Paco paseaba nerviosamente, de un lado a otro, intentando despejarse del mareíllo que le había producido la «niebla». Rúper, por su parte, leía un periódico español de cuyo nombre no puedo acordarme. Al pasar a la sección de sucesos, sus ojos se salieron de las órbitas.
—¡Paco, mira esto! «Aunque no se conoce quién fue el asesino de Armando Jaleo, se sospecha que puede tratarse de algún compañero de mili, ya que otro compañero, Sebas Tardo, también murió en extrañas circunstancias… «.
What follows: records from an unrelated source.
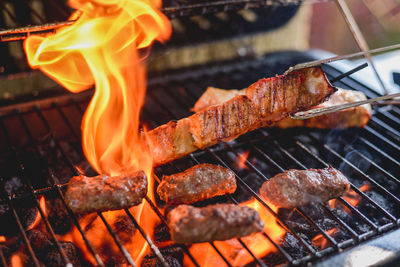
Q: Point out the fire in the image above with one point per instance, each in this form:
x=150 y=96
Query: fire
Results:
x=351 y=197
x=101 y=48
x=16 y=260
x=320 y=241
x=105 y=47
x=241 y=160
x=232 y=250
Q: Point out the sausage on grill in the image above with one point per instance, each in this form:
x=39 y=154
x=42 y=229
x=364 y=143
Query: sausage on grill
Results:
x=295 y=188
x=216 y=222
x=264 y=102
x=352 y=117
x=101 y=193
x=197 y=183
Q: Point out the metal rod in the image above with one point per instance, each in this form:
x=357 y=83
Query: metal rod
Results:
x=359 y=38
x=153 y=247
x=348 y=73
x=302 y=115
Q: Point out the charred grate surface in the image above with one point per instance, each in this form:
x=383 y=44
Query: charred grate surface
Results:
x=40 y=150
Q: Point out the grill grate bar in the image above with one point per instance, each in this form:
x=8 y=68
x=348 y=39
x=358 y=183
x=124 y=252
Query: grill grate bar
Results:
x=347 y=204
x=362 y=174
x=233 y=200
x=211 y=243
x=21 y=171
x=222 y=256
x=385 y=126
x=300 y=210
x=117 y=241
x=337 y=219
x=380 y=136
x=21 y=228
x=362 y=194
x=148 y=240
x=252 y=192
x=155 y=209
x=2 y=258
x=34 y=145
x=115 y=237
x=173 y=116
x=153 y=247
x=390 y=216
x=371 y=145
x=376 y=166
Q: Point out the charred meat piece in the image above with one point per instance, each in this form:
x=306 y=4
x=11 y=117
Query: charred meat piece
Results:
x=352 y=117
x=264 y=102
x=216 y=222
x=196 y=183
x=102 y=193
x=296 y=188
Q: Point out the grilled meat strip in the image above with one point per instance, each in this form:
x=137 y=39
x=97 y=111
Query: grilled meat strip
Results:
x=264 y=102
x=296 y=188
x=352 y=117
x=216 y=222
x=196 y=183
x=101 y=193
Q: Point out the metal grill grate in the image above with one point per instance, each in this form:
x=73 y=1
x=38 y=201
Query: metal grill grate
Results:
x=368 y=155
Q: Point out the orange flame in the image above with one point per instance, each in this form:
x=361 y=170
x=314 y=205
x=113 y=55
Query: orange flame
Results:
x=241 y=160
x=320 y=241
x=232 y=250
x=102 y=48
x=16 y=260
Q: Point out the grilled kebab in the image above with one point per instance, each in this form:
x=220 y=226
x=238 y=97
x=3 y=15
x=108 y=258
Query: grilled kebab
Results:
x=264 y=102
x=352 y=117
x=216 y=222
x=196 y=183
x=101 y=193
x=296 y=188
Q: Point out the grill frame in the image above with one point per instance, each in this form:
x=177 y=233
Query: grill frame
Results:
x=264 y=135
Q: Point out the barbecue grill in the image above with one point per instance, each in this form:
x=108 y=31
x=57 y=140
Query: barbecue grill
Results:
x=40 y=151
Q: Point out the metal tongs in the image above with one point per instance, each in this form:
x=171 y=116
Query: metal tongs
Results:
x=302 y=115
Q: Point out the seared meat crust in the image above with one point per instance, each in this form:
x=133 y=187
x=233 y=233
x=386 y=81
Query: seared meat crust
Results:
x=101 y=193
x=216 y=222
x=196 y=183
x=264 y=102
x=352 y=117
x=296 y=188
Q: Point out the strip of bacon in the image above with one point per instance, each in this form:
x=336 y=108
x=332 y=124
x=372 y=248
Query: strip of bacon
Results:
x=352 y=117
x=263 y=103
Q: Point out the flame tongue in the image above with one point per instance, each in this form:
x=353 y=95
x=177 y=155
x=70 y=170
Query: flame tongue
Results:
x=101 y=48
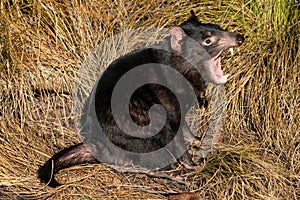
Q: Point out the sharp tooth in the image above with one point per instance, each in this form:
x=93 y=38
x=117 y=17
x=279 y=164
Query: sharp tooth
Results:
x=231 y=51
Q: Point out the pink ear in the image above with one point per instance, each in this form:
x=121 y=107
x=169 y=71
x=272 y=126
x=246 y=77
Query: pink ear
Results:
x=177 y=34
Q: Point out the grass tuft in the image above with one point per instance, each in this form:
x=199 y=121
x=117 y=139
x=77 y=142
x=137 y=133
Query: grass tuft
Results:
x=44 y=43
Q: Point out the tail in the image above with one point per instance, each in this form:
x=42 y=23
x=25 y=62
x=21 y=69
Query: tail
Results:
x=74 y=155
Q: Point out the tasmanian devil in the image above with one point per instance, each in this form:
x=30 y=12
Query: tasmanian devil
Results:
x=190 y=54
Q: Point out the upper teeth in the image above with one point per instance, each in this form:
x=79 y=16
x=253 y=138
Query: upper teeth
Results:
x=231 y=50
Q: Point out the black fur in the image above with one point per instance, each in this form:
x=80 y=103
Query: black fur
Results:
x=143 y=98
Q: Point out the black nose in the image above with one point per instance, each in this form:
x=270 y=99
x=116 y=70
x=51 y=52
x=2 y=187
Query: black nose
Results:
x=240 y=39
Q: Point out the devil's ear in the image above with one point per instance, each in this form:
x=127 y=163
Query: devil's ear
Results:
x=177 y=34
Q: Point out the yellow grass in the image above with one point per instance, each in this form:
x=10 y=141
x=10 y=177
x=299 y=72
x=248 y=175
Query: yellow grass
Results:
x=44 y=43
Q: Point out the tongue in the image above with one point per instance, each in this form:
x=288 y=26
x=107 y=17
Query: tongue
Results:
x=218 y=69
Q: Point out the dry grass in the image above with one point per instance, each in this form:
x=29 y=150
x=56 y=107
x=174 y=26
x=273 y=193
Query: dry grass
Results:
x=43 y=44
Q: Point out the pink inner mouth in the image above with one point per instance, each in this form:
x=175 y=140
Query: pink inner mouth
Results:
x=218 y=69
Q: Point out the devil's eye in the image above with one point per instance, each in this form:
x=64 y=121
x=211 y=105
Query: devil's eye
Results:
x=207 y=41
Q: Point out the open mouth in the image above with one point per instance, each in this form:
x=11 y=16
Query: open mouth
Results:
x=218 y=69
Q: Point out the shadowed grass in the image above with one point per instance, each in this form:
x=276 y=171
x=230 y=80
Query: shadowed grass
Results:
x=43 y=44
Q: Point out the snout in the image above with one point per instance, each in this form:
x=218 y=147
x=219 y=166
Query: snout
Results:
x=239 y=39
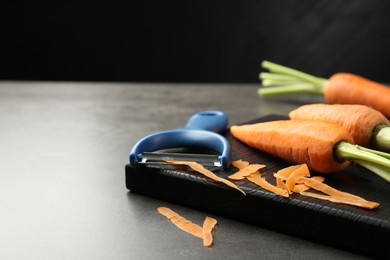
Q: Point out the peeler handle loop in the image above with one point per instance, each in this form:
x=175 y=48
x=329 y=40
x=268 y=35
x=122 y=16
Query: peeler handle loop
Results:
x=198 y=139
x=211 y=120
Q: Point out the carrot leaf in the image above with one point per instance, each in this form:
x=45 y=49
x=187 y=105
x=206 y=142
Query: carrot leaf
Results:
x=382 y=138
x=282 y=81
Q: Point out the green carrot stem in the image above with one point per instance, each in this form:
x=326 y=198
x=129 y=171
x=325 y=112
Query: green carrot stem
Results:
x=279 y=82
x=308 y=84
x=294 y=89
x=379 y=170
x=371 y=161
x=381 y=138
x=380 y=153
x=276 y=68
x=275 y=76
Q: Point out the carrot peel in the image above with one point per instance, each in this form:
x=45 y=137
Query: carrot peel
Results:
x=181 y=222
x=246 y=171
x=208 y=227
x=199 y=168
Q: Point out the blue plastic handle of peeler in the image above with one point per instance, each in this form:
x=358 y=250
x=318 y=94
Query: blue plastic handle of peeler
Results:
x=200 y=132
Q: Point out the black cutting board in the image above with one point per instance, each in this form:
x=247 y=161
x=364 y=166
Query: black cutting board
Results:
x=358 y=230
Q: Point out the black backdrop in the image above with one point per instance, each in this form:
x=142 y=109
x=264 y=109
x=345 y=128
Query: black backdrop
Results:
x=191 y=41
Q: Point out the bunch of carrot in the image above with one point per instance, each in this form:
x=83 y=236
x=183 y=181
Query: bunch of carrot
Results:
x=324 y=146
x=341 y=88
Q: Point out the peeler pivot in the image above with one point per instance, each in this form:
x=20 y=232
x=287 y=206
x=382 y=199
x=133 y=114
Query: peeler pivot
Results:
x=200 y=132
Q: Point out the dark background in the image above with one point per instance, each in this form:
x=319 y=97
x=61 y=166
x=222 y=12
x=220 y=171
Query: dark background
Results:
x=191 y=41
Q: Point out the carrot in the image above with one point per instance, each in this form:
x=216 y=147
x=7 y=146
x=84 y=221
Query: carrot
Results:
x=199 y=168
x=208 y=227
x=341 y=88
x=368 y=127
x=324 y=146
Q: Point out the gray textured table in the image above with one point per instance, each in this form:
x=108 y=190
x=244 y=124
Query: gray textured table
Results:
x=63 y=148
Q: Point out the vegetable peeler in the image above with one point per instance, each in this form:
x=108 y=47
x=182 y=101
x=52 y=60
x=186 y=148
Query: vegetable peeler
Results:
x=200 y=132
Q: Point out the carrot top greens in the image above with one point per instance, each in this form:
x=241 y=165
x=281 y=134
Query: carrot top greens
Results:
x=375 y=161
x=283 y=81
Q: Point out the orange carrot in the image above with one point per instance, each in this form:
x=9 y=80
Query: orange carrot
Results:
x=341 y=88
x=346 y=88
x=362 y=122
x=297 y=141
x=324 y=146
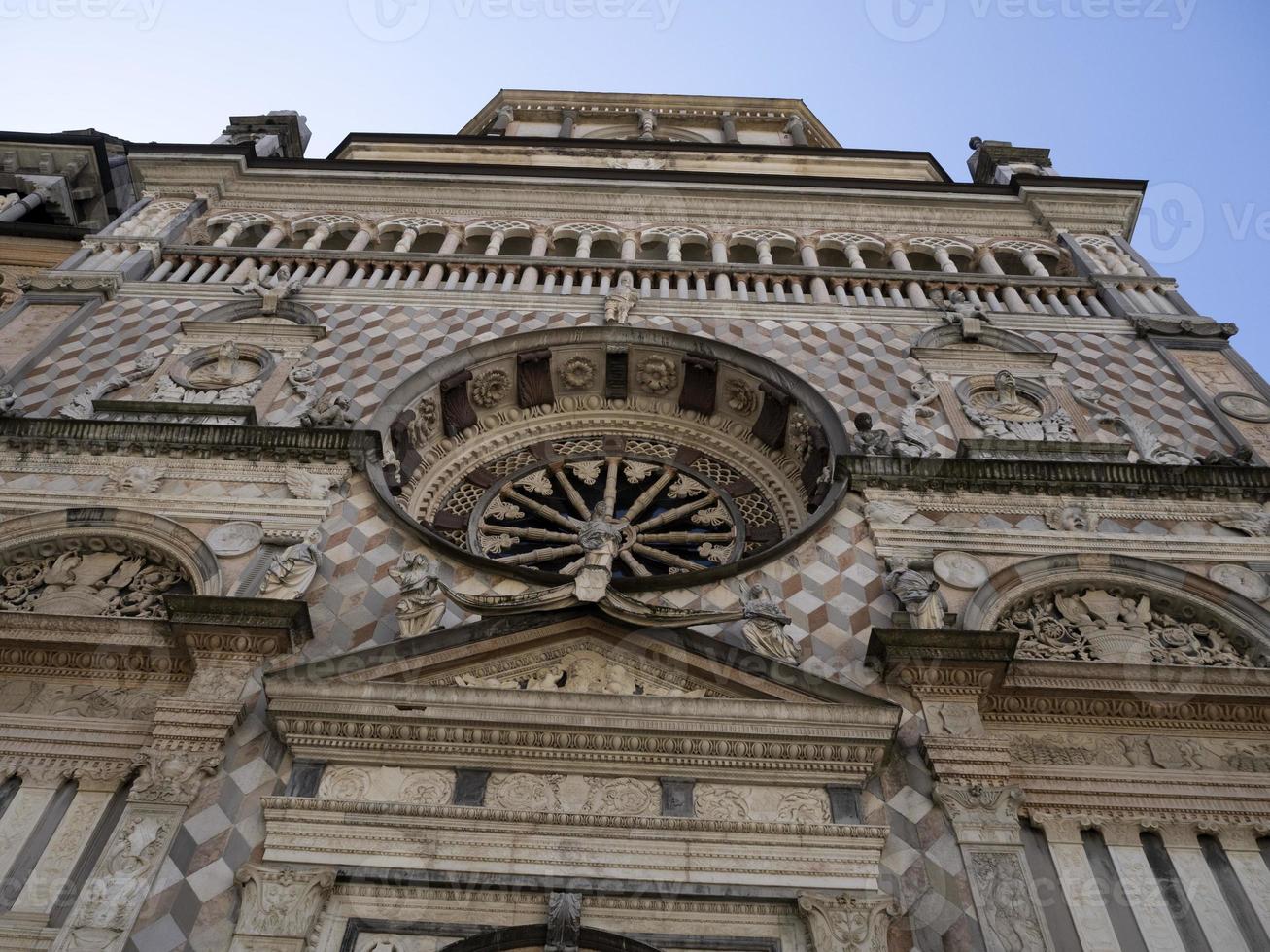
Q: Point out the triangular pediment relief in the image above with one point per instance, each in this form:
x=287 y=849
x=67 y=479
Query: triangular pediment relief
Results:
x=583 y=654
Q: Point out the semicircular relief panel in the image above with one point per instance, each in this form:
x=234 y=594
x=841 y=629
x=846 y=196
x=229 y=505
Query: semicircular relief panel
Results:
x=657 y=455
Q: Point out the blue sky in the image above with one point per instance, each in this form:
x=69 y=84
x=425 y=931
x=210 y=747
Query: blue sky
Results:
x=1167 y=90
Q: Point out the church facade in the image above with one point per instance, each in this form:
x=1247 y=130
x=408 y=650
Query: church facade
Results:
x=632 y=524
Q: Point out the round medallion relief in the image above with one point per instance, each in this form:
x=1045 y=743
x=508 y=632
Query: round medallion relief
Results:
x=1241 y=580
x=960 y=570
x=234 y=538
x=1245 y=406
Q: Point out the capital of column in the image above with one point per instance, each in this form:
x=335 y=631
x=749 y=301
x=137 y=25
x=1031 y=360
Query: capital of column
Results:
x=280 y=904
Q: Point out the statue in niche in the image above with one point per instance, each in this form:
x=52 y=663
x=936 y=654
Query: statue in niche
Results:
x=868 y=441
x=764 y=626
x=917 y=595
x=422 y=600
x=601 y=537
x=621 y=301
x=273 y=289
x=292 y=570
x=228 y=369
x=1004 y=413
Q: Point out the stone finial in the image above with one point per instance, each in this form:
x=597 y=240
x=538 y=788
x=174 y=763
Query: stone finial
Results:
x=996 y=162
—Eso significa que Sebas y Armando hicieron la mili juntos. Y según me dijo Chusti un día, Armando hizo la mili con Paul. Luego, es muy probable que un compañero de mili se esté cargando al resto del pelotón —dedujo Paco algo más despejado.
—Entonces no sé para qué quería el inspector alejarnos del caso. Es obvio que él no hizo la mili con ellos. Sólo se me ocurre que el inspector es el asesino y pretende liar la cosa para que parezca la venganza de un chalado; o tal vez, el inspector conoce al asesino y trata de protegerlo…
—¿Por qué iba a proteger a un asesino? Es absurdo. A lo mejor es inocente y quería alejarnos del caso para que no descubriéramos que es gay, o alguna cosa por el estilo.
—¡O a lo mejor el asesino tiene pelas y poder! —exclamó un hippie mientras perseguía a un gnomo que sólo existía en su mente lisérgica.
—¡Dios mío! ¡Es verdad! Creo que hemos puesto el dedo en la yaga. Apunte, señor autor…
—Ya voy, Rúper. A ver que coga el bolí. ¿Papel llevas? Huy, ahora que me acuerdo siempre llevo en la cartera. Veamos. ¿Eeeh? Mi cartera, ¡me la han robado! ¡Ladrones! —grité.
Mientras me lamentaba, los rastas y sus guitarras salían disparados sin dejar más rastro que una cortina de humo. Paco y Rúper, siguieron haciendo deducciones hasta las tres y media de la mañana. A partir de esa hora estuvieron escoltados por Morfeo hasta las siete de la mañana.
Los tres nos despertamos a la vez. Acto seguido en el lavabo de Caballeros nos refrescamos y nos acicalamos. Tras esto subimos al avión que nos debía traer a casa. Y digo «debía» porque un incidente durante el despegue nos retrasó y nos obligó, finalmente, a cambiar de avión.
Y sí estas cosas pasan en Inglaterra, pues que te voy a contar en España. La puntualidad británica, mito al que queremos adherirnos, se desplomó como un coloso en el momento del despegue por culpa de un par de chinchetas.
Tal vez si hubiéramos tomado el avión del día anterior no hubiera habido incidentes. Pero, mira por dónde, un día que mi libro adquiere ámbitos internacionales, va y nos tropezamos con una huelga de controladores españoles (¡ con la mala imagen que eso puede dar ante mis lectores!).
Al final no me quedará más remedio que dar la razón a mi lorito Valverde cuando dice eso de «aaaggghht!, España is different, aaagghht!».